Sexually transmitted infections
Gonorrhoea is caused by the bacteria Neisseria gonorrhoeae, which has progressively developed resistance to globally recommended treatments and has been identified by the World Health Organization as a priority infection urgently requiring new antibiotics. To address the lack of effective drugs, the Global Antibiotic Research and Development Partnership (GARDP) is developing a new treatment for gonorrhoea and is working to ensure it is available to everyone who needs it, wherever they live.
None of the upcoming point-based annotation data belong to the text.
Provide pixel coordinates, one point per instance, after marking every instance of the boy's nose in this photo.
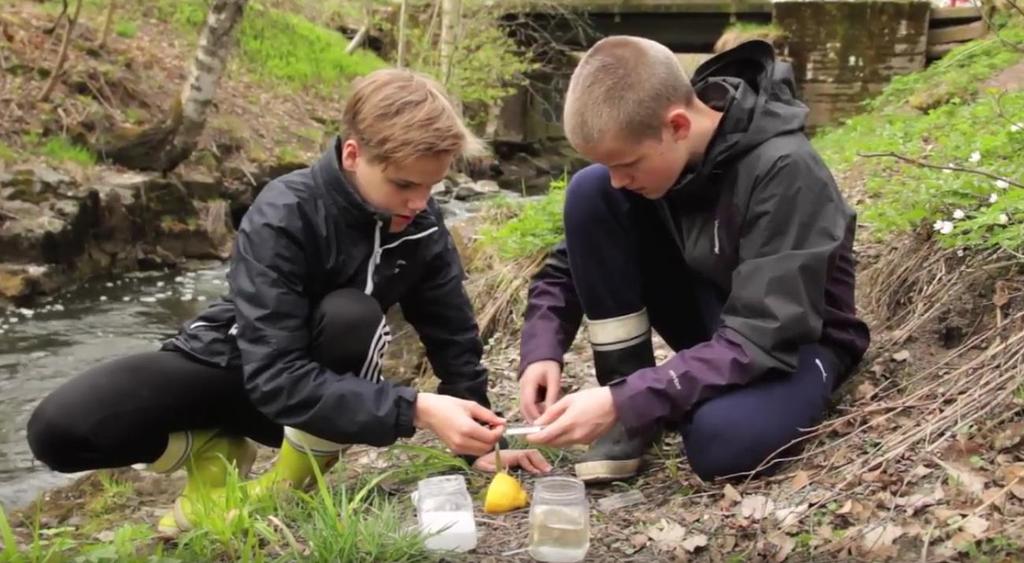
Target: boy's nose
(620, 180)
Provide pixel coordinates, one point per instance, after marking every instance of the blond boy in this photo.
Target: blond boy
(711, 219)
(291, 356)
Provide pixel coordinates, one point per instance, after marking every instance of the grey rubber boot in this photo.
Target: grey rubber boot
(622, 346)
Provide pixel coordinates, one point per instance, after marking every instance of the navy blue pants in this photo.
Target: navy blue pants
(623, 259)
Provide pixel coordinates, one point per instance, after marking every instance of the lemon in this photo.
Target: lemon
(504, 494)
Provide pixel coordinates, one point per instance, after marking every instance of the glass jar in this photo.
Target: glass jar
(445, 513)
(559, 520)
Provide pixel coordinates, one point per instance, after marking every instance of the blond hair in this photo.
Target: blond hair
(623, 86)
(397, 115)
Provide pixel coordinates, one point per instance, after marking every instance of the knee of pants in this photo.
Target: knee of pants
(54, 438)
(590, 202)
(720, 447)
(345, 326)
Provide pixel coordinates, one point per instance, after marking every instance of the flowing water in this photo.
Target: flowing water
(42, 347)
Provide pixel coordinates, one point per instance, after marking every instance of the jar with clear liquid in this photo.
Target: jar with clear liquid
(445, 514)
(559, 520)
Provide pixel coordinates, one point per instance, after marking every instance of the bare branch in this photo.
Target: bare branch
(62, 57)
(941, 167)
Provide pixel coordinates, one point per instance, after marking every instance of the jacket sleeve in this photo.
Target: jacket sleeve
(441, 313)
(267, 280)
(553, 311)
(795, 221)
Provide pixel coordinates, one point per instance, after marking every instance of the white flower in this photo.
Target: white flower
(945, 227)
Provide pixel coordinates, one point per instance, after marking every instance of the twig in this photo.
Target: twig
(940, 167)
(299, 550)
(62, 57)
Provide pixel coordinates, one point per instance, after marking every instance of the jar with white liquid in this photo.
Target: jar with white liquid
(559, 520)
(445, 513)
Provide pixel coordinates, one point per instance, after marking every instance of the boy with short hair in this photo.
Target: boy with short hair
(292, 355)
(711, 219)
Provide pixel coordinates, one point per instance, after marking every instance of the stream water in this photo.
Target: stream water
(42, 347)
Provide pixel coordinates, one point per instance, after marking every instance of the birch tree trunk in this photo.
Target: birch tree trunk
(368, 23)
(451, 12)
(166, 144)
(62, 57)
(401, 35)
(108, 24)
(201, 86)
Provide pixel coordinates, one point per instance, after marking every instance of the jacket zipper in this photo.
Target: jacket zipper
(375, 258)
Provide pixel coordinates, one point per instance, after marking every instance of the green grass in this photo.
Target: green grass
(126, 29)
(64, 149)
(354, 519)
(962, 124)
(281, 47)
(534, 226)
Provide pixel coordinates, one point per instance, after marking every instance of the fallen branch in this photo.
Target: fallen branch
(941, 167)
(62, 57)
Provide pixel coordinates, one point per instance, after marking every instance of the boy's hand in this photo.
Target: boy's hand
(546, 375)
(457, 423)
(579, 418)
(530, 460)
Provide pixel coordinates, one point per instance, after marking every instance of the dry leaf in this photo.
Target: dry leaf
(966, 478)
(1007, 474)
(639, 539)
(975, 525)
(1009, 436)
(994, 497)
(694, 543)
(920, 471)
(667, 534)
(871, 476)
(863, 391)
(756, 507)
(901, 355)
(790, 516)
(784, 544)
(800, 480)
(881, 536)
(731, 493)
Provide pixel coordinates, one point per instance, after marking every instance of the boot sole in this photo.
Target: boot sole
(181, 522)
(607, 470)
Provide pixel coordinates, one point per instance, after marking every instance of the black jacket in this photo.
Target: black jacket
(307, 233)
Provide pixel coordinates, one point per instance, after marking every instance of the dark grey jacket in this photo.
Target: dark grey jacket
(306, 234)
(762, 218)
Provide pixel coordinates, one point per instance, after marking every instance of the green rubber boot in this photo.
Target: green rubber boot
(207, 456)
(294, 468)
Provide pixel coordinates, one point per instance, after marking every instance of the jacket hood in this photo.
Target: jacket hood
(756, 94)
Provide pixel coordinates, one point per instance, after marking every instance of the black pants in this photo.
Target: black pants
(631, 262)
(121, 412)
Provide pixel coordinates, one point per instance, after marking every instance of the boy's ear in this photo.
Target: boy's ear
(679, 124)
(349, 155)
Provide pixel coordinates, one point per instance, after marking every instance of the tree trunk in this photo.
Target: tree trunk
(164, 145)
(368, 22)
(401, 35)
(451, 13)
(62, 57)
(108, 24)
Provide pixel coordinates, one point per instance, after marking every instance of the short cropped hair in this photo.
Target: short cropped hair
(623, 86)
(397, 115)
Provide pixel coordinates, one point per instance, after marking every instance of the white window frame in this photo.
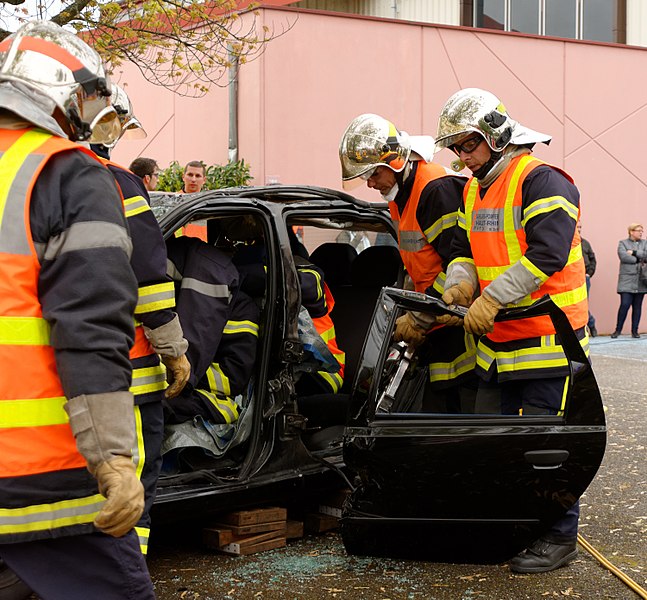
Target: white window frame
(541, 7)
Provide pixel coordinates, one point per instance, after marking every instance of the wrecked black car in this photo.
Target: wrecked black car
(440, 486)
(446, 487)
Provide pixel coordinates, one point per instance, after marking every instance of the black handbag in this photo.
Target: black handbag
(642, 273)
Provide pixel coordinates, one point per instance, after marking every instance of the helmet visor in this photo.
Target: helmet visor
(133, 130)
(106, 127)
(362, 153)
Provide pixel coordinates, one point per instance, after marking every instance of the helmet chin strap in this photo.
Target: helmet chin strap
(495, 157)
(400, 177)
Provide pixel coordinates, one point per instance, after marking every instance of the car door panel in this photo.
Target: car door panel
(471, 488)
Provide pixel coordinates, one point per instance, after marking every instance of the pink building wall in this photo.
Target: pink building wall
(296, 99)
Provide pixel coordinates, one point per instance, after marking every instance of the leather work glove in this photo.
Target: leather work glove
(480, 316)
(460, 294)
(124, 492)
(409, 331)
(180, 370)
A new gonorrhoea treatment
GARDP is partnering with biotech Entasis Therapeutics on the development of a novel antibiotic called zoliflodacin. As a first-in-class treatment, zoliflodacin is active against resistant strains of gonorrhoea. Zoliflodacin has also been designed as an oral treatment option, which has the potential for significant benefits compared to the current standard of care of intramuscular injections. Following positive phase 2 results, the drug is currently being evaluated in a global phase 3 trial. The trial, which is assessing the effectiveness and safety of zoliflodacin against available gonorrhoea treatments, is underway in the United States, Netherlands, Thailand and South Africa.
Under its partnership agreement, GARDP is responsible for the phase 3 trial and pharmaceutical development activities for zoliflodacin to support regulatory approval and market access. GARDP will have commercial rights to zoliflodacin in all low- and middle-income countries. The zolifoldacin programme is a ground-breaking example of a public-private partnership approach to developing a novel antibiotic that prioritizes market access within countries that have high rates of gonorrhoea and for patients who need the treatment most. To learn more download the Partnership Overview document.
“The initiation of the phase 3 trial of zoliflodacin is an important milestone and brings hope for people affected by gonorrhoea. The global nature of the trial, across four continents, represents our commitment to ensuring this treatment is available to anyone who needs it, wherever they live.”
– Manica Balasegaram, Executive Director of GARDP
Resistance of Neisseria gonorrhoeae to first-line antibiotics has increased rapidly in recent years and has reduced treatment options. In 2017-2018, in many countries, ciprofloxacin resistance was found to be exceedingly high, azithromycin resistance was increasing, and decreased susceptibility or resistance to ceftriaxone and cefixime continued to emerge. Download the sexually-transmitted infections programme In Focus to learn more about GARDP’s work to address drug-resistant gonorrhoea.
While gonorrhoea can infect anyone, it disproportionately impacts women, who are less likely than men to have symptoms and thus seek care. Watch Dr Carolyn Deal, Chief of the STD Branch of the U.S. National Institute of Allergy and Infectious Diseases, discuss the impact of gonorrhoea on women’s health.
The rise of ‘super-gonorrhoea’
The gonorrhoea bacteria Neisseria gonorrhoeae can evolve to defeat the drugs designed to kill it. This process has been accelerated by the inappropriate use and overuse of antibiotics. Drug-resistant gonorrhoea has been reported in every region of the world, while some countries are finding ‘super-gonorrhoea’ infections that are untreatable by all available drugs. The WHO has called for urgent action to develop new antibiotics for gonorrhoea and is partnering with GARDP to support the development of a new treatment.